The required packages for this post are:

library(tidyverse)
## ── Attaching packages ─────────────────────────────────────── tidyverse 1.3.1 ──
## ✔ ggplot2 3.4.0     ✔ purrr   0.3.4
## ✔ tibble  3.1.8     ✔ dplyr   1.0.9
## ✔ tidyr   1.2.0     ✔ stringr 1.4.0
## ✔ readr   2.1.2     ✔ forcats 0.5.1
## ── Conflicts ────────────────────────────────────────── tidyverse_conflicts() ──
## ✖ dplyr::filter() masks stats::filter()
## ✖ dplyr::lag()    masks stats::lag()
library(tidymodels)
## ── Attaching packages ────────────────────────────────────── tidymodels 1.0.0 ──
## ✔ broom        1.0.1     ✔ rsample      1.1.0
## ✔ dials        1.0.0     ✔ tune         1.0.0
## ✔ infer        1.0.3     ✔ workflows    1.0.0
## ✔ modeldata    1.0.1     ✔ workflowsets 1.0.0
## ✔ parsnip      1.0.1     ✔ yardstick    1.1.0
## ✔ recipes      1.0.1
## ── Conflicts ───────────────────────────────────────── tidymodels_conflicts() ──
## ✖ scales::discard() masks purrr::discard()
## ✖ dplyr::filter()   masks stats::filter()
## ✖ recipes::fixed()  masks stringr::fixed()
## ✖ dplyr::lag()      masks stats::lag()
## ✖ yardstick::spec() masks readr::spec()
## ✖ recipes::step()   masks stats::step()
## • Use tidymodels_prefer() to resolve common conflicts.
library(sf)
## Linking to GEOS 3.9.1, GDAL 3.4.2, PROJ 8.2.1; sf_use_s2() is TRUE

Version info: Code for this page was tested using R version 4.2.0, RStudio version 2022.02.2 Build 485. With packages tidyverse 1.3.1, tidymodels 1.0.0, and sf 1.0-7.

Data

Provide a simple way to load the data.
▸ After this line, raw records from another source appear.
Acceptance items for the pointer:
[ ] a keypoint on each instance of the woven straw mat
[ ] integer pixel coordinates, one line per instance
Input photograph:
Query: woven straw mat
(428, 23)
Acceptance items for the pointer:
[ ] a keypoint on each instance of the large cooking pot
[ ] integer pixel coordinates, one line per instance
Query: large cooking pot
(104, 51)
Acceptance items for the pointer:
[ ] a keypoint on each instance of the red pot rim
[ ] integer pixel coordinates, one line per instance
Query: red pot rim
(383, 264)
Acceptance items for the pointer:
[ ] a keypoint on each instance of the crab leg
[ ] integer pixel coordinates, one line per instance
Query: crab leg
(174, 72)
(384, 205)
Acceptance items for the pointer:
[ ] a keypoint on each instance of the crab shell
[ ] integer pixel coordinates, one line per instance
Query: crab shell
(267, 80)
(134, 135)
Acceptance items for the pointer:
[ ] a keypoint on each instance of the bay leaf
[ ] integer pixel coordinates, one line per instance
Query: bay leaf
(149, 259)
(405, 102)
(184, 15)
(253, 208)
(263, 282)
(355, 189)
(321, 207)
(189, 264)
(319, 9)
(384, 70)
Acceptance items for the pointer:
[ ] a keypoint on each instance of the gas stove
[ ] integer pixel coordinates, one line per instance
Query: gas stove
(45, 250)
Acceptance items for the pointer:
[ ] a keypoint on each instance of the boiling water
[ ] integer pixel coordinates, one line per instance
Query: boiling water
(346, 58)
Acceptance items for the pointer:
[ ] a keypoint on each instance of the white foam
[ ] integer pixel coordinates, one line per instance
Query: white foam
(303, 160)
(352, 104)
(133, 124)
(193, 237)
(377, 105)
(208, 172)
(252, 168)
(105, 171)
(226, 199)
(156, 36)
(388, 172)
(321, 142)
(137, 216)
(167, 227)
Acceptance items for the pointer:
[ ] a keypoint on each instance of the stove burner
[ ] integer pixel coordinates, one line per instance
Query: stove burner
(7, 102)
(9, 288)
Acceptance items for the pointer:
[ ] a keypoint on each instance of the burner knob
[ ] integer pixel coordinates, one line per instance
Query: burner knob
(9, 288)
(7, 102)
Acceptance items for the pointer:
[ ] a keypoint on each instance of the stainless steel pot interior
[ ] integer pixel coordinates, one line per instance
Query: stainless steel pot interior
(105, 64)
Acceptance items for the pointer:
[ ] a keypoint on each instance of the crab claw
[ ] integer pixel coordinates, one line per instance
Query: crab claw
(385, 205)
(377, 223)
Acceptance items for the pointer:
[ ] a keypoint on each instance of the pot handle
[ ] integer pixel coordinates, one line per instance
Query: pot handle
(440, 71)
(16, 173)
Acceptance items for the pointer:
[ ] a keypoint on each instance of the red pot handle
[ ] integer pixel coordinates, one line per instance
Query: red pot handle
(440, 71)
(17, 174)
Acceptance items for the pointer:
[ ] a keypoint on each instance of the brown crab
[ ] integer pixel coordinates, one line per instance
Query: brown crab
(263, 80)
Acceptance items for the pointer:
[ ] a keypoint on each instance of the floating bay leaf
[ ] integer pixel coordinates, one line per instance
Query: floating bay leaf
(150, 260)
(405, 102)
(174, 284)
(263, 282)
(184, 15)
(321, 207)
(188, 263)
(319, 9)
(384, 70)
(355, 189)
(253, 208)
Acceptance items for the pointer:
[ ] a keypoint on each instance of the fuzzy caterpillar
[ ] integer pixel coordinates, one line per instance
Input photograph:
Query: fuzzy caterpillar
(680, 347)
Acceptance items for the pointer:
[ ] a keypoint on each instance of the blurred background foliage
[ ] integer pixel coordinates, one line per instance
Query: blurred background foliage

Because we are wanting to show more advanced work we probably won't be able to use toy datasets like iris or cars. You can upload the minimal required dataset to Github (if allowed by ethics). When this is not the case, try and find a similar publicly available dataset.

data <- read_csv("https://raw.githubusercontent.com/user/repo/master/data.csv")

Writing

The best and most complete data science type blogs I think are developed by the UCLA Statistical Methods and Data Analytics site. They have very well done data analysis examples across multiple statistical software including R, Stata, SAS, and SPSS.

The Logistic Regression data analysis example provides an excellent template for understanding the level of detail required.

For good spatial examples we recommend Geocomputation with R as a great example of blog posts (or in this case a book) with detailed examples and explanations of output. The spatial statistical learning and transportation sections is a good examples of what a applied data science blog post might should look like.